= Willie Edward Taylor Carver Jr. =

American author

Willie Edward Taylor Carver Jr. is an American educator and author from Floyd County, Kentucky. In 2021, Carver was named the 2022 Kentucky Teacher of the Year, after teaching French and English at Montgomery County High School. In 2022, he resigned from his position, citing homophobia, later that same year testifying before the United States House Oversight Subcommittee on Civil Rights and Civil Liberties.

Willie is the author of Gay Poems for Red States, a collection of narrative poems published by the University Press of Kentucky in 2023. Gay Poems for Red States was named a Book Riot 2023 Best Book of the Year, an IndieBound and American Booksellers Association's must-have book for poetry lovers, a Top Ten Best Book of Appalachia by Read Appalachia, a top ten 2022 Southern Book in Garden and Gun, and selected as a 2023 Over the Rainbow Book List book by the American Library Association.
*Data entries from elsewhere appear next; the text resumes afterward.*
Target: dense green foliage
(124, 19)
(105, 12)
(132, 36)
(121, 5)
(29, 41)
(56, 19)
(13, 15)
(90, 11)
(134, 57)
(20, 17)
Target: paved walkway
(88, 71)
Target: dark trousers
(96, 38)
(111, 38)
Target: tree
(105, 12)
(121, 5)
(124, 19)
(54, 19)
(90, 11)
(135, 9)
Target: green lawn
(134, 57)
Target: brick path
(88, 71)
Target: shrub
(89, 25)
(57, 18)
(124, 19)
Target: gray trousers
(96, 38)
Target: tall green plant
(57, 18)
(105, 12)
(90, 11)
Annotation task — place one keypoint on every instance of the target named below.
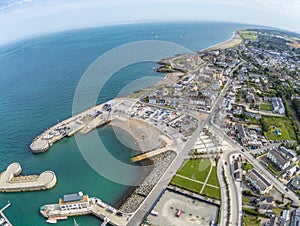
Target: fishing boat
(75, 223)
(51, 221)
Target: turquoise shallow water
(38, 78)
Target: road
(147, 204)
(224, 194)
(277, 184)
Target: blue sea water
(38, 78)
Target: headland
(11, 181)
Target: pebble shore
(137, 196)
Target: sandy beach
(235, 40)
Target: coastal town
(221, 134)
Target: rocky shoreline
(136, 195)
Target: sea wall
(10, 181)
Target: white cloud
(46, 16)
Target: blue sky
(26, 18)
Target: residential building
(258, 181)
(284, 218)
(295, 220)
(152, 100)
(278, 106)
(278, 159)
(290, 154)
(266, 205)
(241, 135)
(236, 170)
(295, 182)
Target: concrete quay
(84, 122)
(95, 206)
(3, 219)
(11, 181)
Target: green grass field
(266, 106)
(250, 221)
(252, 35)
(187, 184)
(196, 169)
(213, 179)
(278, 123)
(212, 192)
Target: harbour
(3, 219)
(79, 204)
(45, 95)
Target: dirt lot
(194, 211)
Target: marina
(3, 219)
(11, 181)
(79, 204)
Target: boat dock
(3, 219)
(83, 122)
(11, 181)
(79, 204)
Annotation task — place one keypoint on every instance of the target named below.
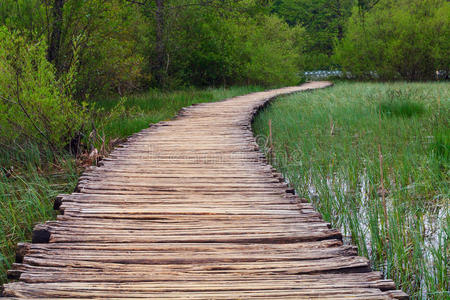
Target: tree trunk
(340, 19)
(53, 54)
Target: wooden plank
(189, 209)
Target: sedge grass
(328, 144)
(31, 175)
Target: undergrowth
(330, 144)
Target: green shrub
(406, 39)
(399, 103)
(34, 107)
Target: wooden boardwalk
(188, 209)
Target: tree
(53, 54)
(398, 40)
(324, 21)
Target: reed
(373, 159)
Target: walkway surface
(188, 209)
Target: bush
(34, 107)
(398, 40)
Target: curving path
(188, 209)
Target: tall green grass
(121, 117)
(329, 144)
(31, 175)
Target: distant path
(188, 209)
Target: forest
(79, 76)
(57, 56)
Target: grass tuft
(328, 144)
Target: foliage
(33, 105)
(397, 39)
(324, 21)
(326, 144)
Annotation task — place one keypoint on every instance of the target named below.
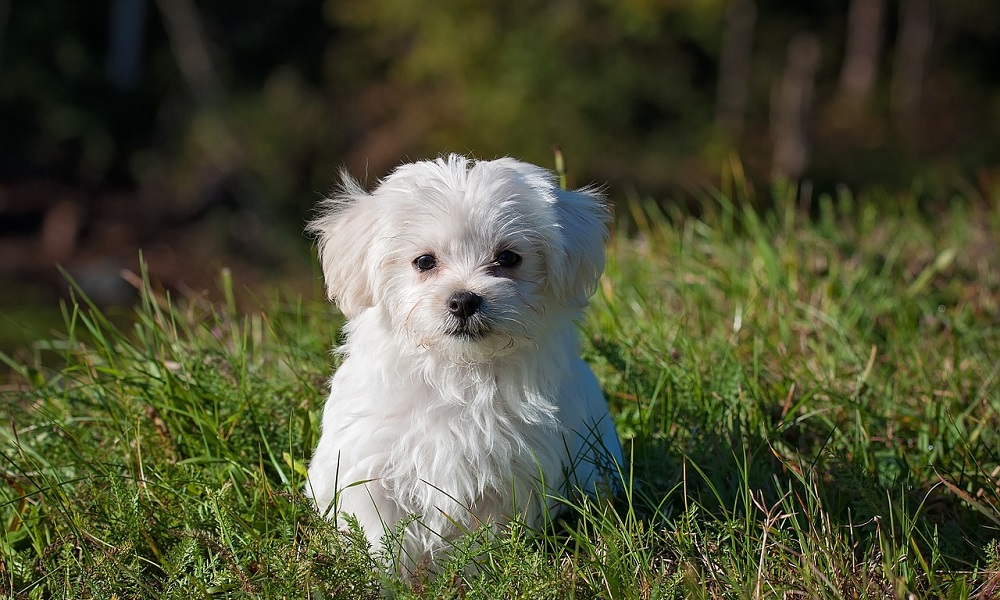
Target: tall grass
(808, 393)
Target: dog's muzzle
(465, 308)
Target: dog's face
(470, 260)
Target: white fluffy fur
(456, 429)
In 2024, it was named a Stonewall Book Award Honor Book and won a Whippoorwill Honor Award for Rural Young Adult Literature. Gay Poems for Red States has since been named a 2025 Judy Gaines Young Book Award nominee and the winner of a Rainbow Advocacy 2025 Award.
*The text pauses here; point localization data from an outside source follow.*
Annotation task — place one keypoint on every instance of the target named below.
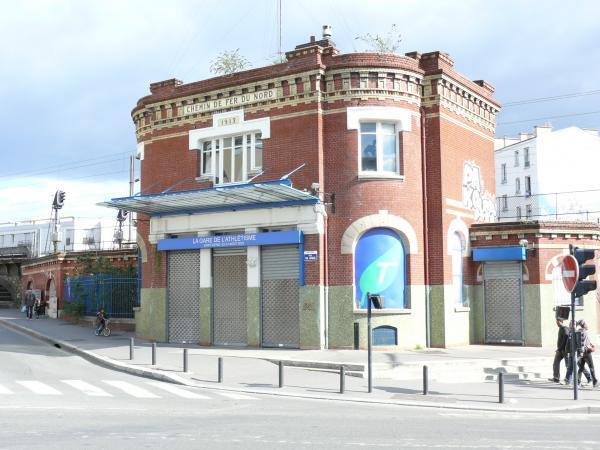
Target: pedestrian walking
(569, 351)
(586, 355)
(29, 302)
(561, 351)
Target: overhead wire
(549, 99)
(539, 119)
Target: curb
(109, 363)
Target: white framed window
(378, 146)
(232, 159)
(457, 254)
(528, 186)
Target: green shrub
(74, 309)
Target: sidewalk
(256, 370)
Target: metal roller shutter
(184, 296)
(503, 302)
(230, 296)
(280, 310)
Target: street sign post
(570, 272)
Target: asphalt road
(50, 399)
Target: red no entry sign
(570, 272)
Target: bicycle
(103, 330)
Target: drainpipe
(425, 233)
(326, 276)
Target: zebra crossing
(114, 388)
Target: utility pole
(279, 20)
(59, 201)
(131, 184)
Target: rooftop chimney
(542, 129)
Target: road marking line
(130, 389)
(39, 388)
(236, 396)
(177, 390)
(87, 388)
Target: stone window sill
(380, 176)
(383, 312)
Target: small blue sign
(310, 255)
(232, 240)
(513, 253)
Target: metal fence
(581, 206)
(116, 293)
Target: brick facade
(450, 123)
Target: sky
(71, 71)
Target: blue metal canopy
(267, 194)
(508, 253)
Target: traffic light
(562, 312)
(582, 255)
(59, 200)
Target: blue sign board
(380, 268)
(310, 255)
(232, 240)
(515, 253)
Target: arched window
(380, 268)
(457, 253)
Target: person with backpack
(29, 302)
(560, 353)
(587, 348)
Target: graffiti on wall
(474, 196)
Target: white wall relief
(475, 197)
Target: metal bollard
(280, 373)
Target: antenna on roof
(285, 177)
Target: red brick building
(274, 199)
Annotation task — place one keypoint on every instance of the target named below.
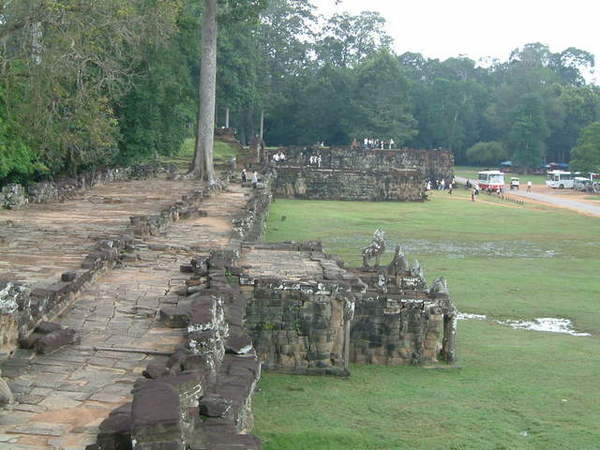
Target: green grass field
(514, 389)
(471, 172)
(222, 152)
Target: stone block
(156, 414)
(213, 405)
(55, 340)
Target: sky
(482, 28)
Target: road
(559, 202)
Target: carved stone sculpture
(375, 249)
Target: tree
(347, 40)
(585, 156)
(487, 153)
(381, 103)
(528, 131)
(202, 165)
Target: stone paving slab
(280, 264)
(43, 241)
(63, 396)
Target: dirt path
(554, 198)
(63, 397)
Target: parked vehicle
(582, 184)
(558, 179)
(491, 180)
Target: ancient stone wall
(437, 164)
(299, 307)
(23, 307)
(201, 396)
(345, 184)
(16, 196)
(400, 320)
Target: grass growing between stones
(515, 388)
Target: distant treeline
(85, 83)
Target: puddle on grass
(467, 316)
(548, 324)
(545, 324)
(457, 249)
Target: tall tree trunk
(262, 125)
(203, 157)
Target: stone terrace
(39, 243)
(62, 397)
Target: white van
(558, 179)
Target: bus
(559, 179)
(491, 180)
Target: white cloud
(480, 28)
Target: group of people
(278, 157)
(315, 160)
(370, 143)
(254, 177)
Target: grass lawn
(471, 172)
(222, 152)
(514, 389)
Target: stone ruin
(306, 314)
(399, 320)
(286, 307)
(357, 174)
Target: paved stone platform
(63, 397)
(280, 264)
(38, 243)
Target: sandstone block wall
(14, 196)
(23, 307)
(297, 328)
(436, 164)
(396, 331)
(400, 320)
(346, 184)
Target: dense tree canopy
(90, 82)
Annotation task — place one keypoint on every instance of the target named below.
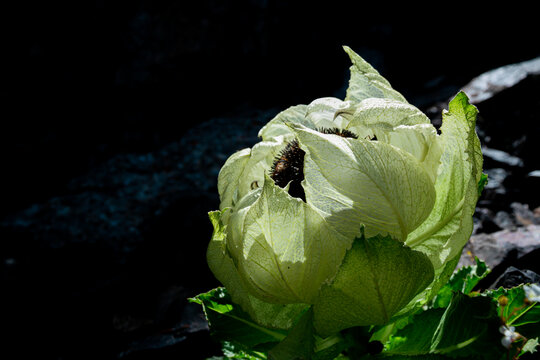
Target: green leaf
(378, 276)
(530, 346)
(299, 343)
(228, 322)
(467, 327)
(233, 351)
(366, 82)
(463, 280)
(482, 183)
(515, 311)
(449, 225)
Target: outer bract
(385, 207)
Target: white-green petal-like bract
(386, 208)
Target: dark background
(86, 82)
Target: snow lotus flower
(358, 208)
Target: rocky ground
(104, 227)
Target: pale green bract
(385, 215)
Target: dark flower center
(288, 166)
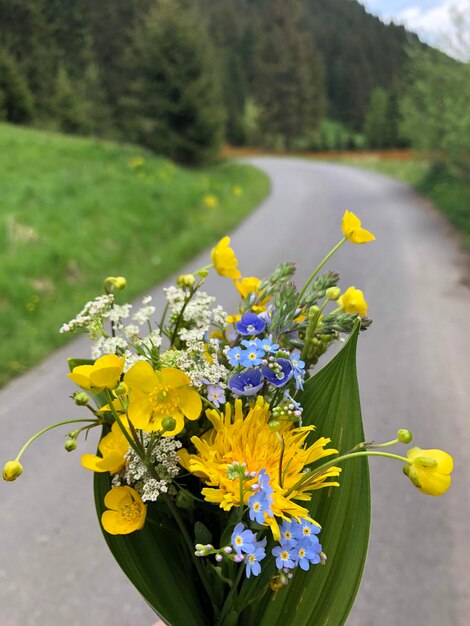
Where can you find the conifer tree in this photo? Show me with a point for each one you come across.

Carver has published poetry in Southern Humanities Review, North Meridian Review, Chase Law Review, Untelling Magazine, 2RulesofWriting, Another Chicago Magazine, Largehearted Boy, Smoky Blue Literary Magazine, Good River Review, Salvation South, The Louisville Review, Right Hand Pointing, Harbor Review, Young Ravens Literary Review, and Ghost City Press.
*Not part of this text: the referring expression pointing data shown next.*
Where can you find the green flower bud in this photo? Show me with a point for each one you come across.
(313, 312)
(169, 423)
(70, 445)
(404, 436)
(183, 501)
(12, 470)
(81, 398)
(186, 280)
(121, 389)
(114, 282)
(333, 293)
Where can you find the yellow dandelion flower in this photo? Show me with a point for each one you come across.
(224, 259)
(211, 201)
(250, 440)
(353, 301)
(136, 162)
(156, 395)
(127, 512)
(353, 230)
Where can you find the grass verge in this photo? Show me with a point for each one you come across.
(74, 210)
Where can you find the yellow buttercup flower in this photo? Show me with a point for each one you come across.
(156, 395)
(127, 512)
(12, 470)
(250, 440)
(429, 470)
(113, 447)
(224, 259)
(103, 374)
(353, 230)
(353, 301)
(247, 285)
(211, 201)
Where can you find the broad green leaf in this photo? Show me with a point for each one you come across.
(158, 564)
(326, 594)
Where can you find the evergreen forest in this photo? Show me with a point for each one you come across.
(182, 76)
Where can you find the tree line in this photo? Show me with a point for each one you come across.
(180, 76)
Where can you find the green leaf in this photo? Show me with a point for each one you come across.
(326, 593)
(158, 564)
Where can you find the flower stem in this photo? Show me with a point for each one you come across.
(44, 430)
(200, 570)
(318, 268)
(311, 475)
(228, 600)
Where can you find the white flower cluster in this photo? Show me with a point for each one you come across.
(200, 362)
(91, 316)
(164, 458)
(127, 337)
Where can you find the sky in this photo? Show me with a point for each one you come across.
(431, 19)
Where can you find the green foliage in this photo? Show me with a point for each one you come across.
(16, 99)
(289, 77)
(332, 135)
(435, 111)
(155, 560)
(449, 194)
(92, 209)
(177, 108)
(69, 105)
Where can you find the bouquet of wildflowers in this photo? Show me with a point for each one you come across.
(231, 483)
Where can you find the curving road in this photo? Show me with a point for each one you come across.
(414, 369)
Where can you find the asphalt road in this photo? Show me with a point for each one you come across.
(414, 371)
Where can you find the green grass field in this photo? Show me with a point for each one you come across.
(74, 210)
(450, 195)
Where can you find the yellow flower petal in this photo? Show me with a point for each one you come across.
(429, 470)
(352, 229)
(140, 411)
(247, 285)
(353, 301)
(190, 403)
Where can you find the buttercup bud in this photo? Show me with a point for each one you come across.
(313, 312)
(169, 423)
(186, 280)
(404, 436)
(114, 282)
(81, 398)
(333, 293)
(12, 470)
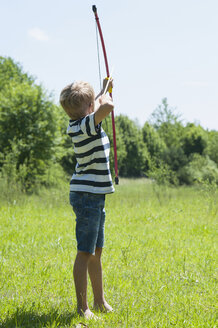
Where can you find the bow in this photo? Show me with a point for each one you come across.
(110, 92)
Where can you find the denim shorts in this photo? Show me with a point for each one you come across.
(90, 220)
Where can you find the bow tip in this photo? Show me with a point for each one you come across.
(94, 8)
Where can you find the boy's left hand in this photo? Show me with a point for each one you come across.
(110, 84)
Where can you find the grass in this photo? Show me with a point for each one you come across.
(159, 259)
Carver is also the author of Tore All to Pieces, a fragmented novel about the lives of a fictional Appalachian community, published by the University Press of Kentucky in 2026. His creative writing has been published by Salvation South, Untelling Magazine, North Meridian Review, and in a variety of anthologies and books, including Trouble in Censorville (Disobedience Press), Had I a Dove (Red Hawk Publications), Discarded (Backwoods Literary Press), and Rural Education and Queer Identities (Routledge).

Carver currently works at the University of Kentucky Gatton College of Business and Economics as an academic advisor. He contributes to MSNBC and Heinemann.

In 2023, he was featured on Good Morning America 3, where he spoke about the need for stories that reflect students' experiences.